Rebuilding with Purpose: Kintsugi as a Blueprint for Organizational Transformation
In the Japanese art of Kintsugi, broken pottery is repaired with lacquer mixed with powdered gold, silver, or platinum. The cracks are not hidden—they’re illuminated. The philosophy behind Kintsugi is that damage and repair are part of an object’s history, and that its imperfections can become its most beautiful features. This ancient practice offers a profound metaphor for modern organizational transformation: don’t discard what’s broken—rebuild it with intention, and let the seams shine.
Transformation is not about wiping the slate clean. It’s about reimagining what exists, aligning it with strategic aspirations, and crafting a Targeted Operating Model that reflects both resilience and elegance. Like Kintsugi, this approach honors the past while enabling a more coherent, adaptive future.
The Elegance of a Targeted Operating Model
A Targeted Operating Model (TOM) is not just a schematic of roles and workflows.
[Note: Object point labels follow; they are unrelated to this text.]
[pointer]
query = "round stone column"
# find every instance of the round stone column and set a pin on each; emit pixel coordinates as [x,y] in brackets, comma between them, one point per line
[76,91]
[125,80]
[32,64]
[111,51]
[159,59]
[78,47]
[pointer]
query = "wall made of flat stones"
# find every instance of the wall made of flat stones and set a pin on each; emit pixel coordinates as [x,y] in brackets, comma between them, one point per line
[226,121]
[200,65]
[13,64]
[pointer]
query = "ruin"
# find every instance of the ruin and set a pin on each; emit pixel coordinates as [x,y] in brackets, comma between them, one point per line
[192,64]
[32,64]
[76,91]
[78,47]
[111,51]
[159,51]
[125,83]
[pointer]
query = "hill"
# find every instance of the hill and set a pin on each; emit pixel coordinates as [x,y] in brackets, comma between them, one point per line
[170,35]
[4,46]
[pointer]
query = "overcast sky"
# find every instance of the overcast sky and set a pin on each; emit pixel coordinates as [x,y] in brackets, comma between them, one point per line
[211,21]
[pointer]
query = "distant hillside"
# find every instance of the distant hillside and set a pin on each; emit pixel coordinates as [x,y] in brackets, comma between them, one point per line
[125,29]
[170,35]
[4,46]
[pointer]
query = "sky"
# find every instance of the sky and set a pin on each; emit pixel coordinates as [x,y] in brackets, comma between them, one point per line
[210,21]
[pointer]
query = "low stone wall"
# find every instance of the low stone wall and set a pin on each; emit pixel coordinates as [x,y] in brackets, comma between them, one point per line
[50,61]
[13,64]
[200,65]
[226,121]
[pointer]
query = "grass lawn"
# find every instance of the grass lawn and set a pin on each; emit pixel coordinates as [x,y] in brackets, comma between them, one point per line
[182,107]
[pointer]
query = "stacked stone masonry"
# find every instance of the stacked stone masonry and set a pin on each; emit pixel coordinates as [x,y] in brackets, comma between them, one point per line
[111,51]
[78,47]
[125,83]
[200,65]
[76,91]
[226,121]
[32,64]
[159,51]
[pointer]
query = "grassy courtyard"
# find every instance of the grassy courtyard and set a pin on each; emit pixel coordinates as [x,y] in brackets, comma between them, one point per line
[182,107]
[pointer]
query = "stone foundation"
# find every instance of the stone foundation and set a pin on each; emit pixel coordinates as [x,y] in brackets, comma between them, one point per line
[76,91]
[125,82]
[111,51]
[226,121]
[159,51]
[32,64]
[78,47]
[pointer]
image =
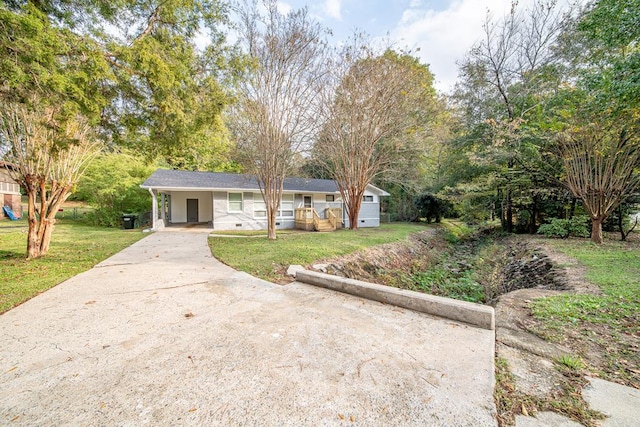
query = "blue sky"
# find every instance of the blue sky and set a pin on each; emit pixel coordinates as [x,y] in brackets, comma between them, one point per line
[442,30]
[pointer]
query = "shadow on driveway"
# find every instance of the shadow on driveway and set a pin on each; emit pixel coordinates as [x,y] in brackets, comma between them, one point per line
[164,334]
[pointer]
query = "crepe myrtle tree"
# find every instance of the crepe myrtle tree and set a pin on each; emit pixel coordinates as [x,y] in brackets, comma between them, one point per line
[601,160]
[374,107]
[273,118]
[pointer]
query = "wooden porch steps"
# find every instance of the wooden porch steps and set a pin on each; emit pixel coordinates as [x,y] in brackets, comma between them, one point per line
[324,225]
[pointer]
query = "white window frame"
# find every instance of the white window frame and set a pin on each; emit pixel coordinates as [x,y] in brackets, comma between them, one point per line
[229,202]
[259,206]
[290,207]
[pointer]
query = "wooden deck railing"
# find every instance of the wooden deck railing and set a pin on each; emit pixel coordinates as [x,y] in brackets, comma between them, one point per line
[308,218]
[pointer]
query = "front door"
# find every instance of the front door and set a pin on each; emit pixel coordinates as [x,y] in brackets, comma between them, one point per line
[192,210]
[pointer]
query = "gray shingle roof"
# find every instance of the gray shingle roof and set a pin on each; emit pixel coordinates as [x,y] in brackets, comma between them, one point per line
[168,179]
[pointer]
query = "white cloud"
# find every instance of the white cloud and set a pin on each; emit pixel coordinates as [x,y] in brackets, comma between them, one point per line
[445,36]
[283,8]
[333,8]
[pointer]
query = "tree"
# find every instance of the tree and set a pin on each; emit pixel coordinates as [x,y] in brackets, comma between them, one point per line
[600,162]
[111,184]
[376,111]
[599,108]
[273,117]
[50,157]
[504,79]
[131,67]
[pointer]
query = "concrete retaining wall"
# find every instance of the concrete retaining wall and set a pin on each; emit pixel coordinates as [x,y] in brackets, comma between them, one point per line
[474,314]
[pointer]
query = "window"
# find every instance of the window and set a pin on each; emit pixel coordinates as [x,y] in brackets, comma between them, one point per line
[235,202]
[259,206]
[286,206]
[306,201]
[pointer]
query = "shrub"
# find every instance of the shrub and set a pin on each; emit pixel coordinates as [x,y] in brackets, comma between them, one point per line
[111,185]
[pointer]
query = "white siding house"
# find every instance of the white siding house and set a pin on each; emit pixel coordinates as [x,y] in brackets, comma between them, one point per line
[233,201]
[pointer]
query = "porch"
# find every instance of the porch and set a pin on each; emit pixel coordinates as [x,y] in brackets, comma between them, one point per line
[308,219]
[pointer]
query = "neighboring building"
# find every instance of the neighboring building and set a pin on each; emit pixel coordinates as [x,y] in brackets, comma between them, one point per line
[9,190]
[233,202]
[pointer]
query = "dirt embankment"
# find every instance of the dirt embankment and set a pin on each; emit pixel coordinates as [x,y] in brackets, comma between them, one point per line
[513,271]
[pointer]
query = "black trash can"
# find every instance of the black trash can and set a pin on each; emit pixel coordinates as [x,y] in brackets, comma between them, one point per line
[129,221]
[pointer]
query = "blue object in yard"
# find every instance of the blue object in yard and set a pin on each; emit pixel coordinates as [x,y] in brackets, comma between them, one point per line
[7,210]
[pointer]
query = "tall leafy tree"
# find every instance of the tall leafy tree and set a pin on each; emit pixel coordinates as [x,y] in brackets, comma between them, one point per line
[504,79]
[130,66]
[129,69]
[599,108]
[273,118]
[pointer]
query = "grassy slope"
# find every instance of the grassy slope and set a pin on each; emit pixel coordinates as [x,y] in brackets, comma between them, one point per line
[609,323]
[263,258]
[75,248]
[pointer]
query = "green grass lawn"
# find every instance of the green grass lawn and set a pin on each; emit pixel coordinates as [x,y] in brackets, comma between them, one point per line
[610,321]
[267,259]
[75,247]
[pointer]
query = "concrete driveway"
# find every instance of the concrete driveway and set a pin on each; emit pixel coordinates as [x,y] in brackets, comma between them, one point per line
[163,334]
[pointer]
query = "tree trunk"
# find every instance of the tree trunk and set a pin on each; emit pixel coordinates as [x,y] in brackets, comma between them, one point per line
[46,235]
[596,230]
[353,208]
[572,211]
[534,214]
[509,211]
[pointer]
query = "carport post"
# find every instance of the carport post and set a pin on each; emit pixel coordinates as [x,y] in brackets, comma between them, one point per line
[154,210]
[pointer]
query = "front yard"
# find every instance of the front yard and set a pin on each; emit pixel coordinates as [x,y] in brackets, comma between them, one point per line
[256,255]
[75,247]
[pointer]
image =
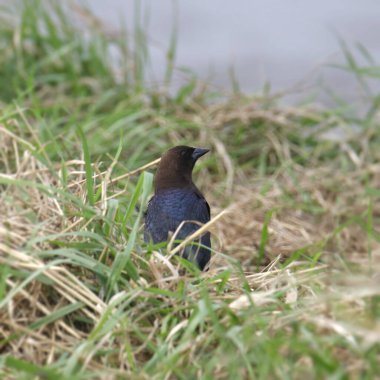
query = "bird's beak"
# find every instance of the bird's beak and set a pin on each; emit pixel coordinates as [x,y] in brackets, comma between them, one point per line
[199,152]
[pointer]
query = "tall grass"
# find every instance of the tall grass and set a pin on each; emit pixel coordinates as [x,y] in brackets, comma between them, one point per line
[293,286]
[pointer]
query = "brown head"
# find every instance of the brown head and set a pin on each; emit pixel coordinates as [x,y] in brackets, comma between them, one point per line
[176,167]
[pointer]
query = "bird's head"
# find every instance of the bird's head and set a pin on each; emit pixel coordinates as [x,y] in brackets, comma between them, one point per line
[176,167]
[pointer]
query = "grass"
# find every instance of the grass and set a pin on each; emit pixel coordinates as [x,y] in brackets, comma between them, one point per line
[293,289]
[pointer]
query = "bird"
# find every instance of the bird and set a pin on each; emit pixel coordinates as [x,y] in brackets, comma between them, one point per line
[176,199]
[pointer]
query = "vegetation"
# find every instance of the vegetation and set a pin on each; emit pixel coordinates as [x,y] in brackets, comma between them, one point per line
[293,289]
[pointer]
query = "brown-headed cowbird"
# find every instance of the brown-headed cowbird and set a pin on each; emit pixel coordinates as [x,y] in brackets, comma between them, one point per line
[177,199]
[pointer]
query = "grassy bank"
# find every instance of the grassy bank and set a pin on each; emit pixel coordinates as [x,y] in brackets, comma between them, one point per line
[293,288]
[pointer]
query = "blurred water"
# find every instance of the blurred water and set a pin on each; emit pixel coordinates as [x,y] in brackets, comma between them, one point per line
[283,42]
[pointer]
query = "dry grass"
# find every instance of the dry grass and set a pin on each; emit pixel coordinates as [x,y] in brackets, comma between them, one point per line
[33,208]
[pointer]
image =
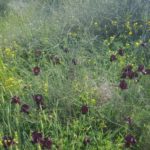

It’s a living blueprint that weaves together strategy, culture, systems, and capabilities. A well-crafted TOM:
Aligns people, systems, and workflows with strategic objectives
Engages stakeholders at every level to embed purpose into daily operations
Ensures consistent value delivery through governance and feedback loops
Drives cultural cohesion, so each team understands its role in the broader mission
This mirrors the interdependent beauty of Kintsugi: each crack, each repair, each golden seam contributes to a unified whole. In transformation, the “cracks” might be legacy systems, outdated processes, or cultural misalignments. Rather than hiding them, a TOM rebuilds around them—making the organization stronger and more beautiful because of its history, not in spite of it.
From Fracture to Flow: The Kintsugi Mindset in Action
Transformation often begins with disruption. A merger, a market shift, a technological leap—these events expose fractures in the operating model. The instinct may be to start fresh. But Kintsugi teaches us to pause, reflect, and rebuild with care.
Tengu’s approach to TOM design involves four deliberate steps:
Clarify Aspiration: Define your vision, critical outcomes, and what “success” truly means.
Assess Current State: Map existing processes, systems, and cultural norms to uncover strengths and gaps.
Design the Future State: Build a TOM that channels resources to strategic priorities, supports scalable capabilities, and fosters cultural alignment.
Activate and Evolve: Implement with story-driven communication, feedback loops, and continuous improvement.
This process is inherently Kintsugi-like. It doesn’t erase the past—it integrates it into a more intentional future. The golden seams are the new governance structures, the clarified roles, the reimagined workflows that trace the path from fracture to flow.
Storytelling as Gold Lacquer: Aligning People to True North
One of the most powerful tools in transformation is storytelling. Story maps are essential for aligning people to a new TOM. Stories make abstract change tangible. They explain trade-offs, reduce resistance, and invite ownership.
Define True North in narrative terms so teams can rally behind it.
Describe the new TOM as the route to reach that destination.
Show cause and effect through example stories that illustrate how changes improve outcomes.
Surface constraints honestly, so stakeholders trust the narrative and participate in shaping it.
In Kintsugi, the gold lacquer is not just functional—it’s expressive. It tells the story of what broke, and how it was healed. In transformation, storytelling becomes that gold lacquer. It connects strategy to human experience, turning compliance into shared purpose.
Rebuilding What You Have to Make It Beautiful
Organizations often underestimate the value of their existing assets. Legacy systems, long-standing teams, ingrained habits—these are not liabilities. They are raw material for transformation. The Kintsugi mindset invites leaders to:
See value in the broken: What’s not working may reveal what matters most.
Repair with intention: Don’t patch—rebuild with gold. Use transformation as a chance to elevate, not just fix.
Celebrate the seams: Make the changes visible. Let the new governance, roles, and rituals shine as symbols of growth.
This is especially powerful in organizations with deep history or strong cultural identity. Rather than imposing a generic TOM, Tengu’s approach builds on what’s already meaningful, crafting a model that feels authentic and aspirational.
Conclusion: The Beauty of Deliberate Design
Kintsugi is not fast. It’s deliberate. It requires patience, precision, and respect for the object’s history. Organizational transformation should be no different. A Targeted Operating Model is not a quick fix—it’s a strategic act of stewardship.
By embracing the Kintsugi philosophy, organizations can:
Transform with dignity, honoring their past while enabling their future
Design with elegance, creating systems that are resilient, adaptive, and beautiful
Lead with purpose, aligning every seam of the operating model to a shared True North
In a world obsessed with disruption, Kintsugi reminds us that repair is revolutionary. And in the hands of visionary leaders, a well-crafted TOM becomes more than a framework—it becomes a work of art.
Kintsugi teaches us that brokenness is not failure—it’s the foundation for beauty. In organizational transformation, this philosophy becomes a powerful lens for rebuilding Targeted Operating Models (TOMs) that honor legacy while enabling future excellence.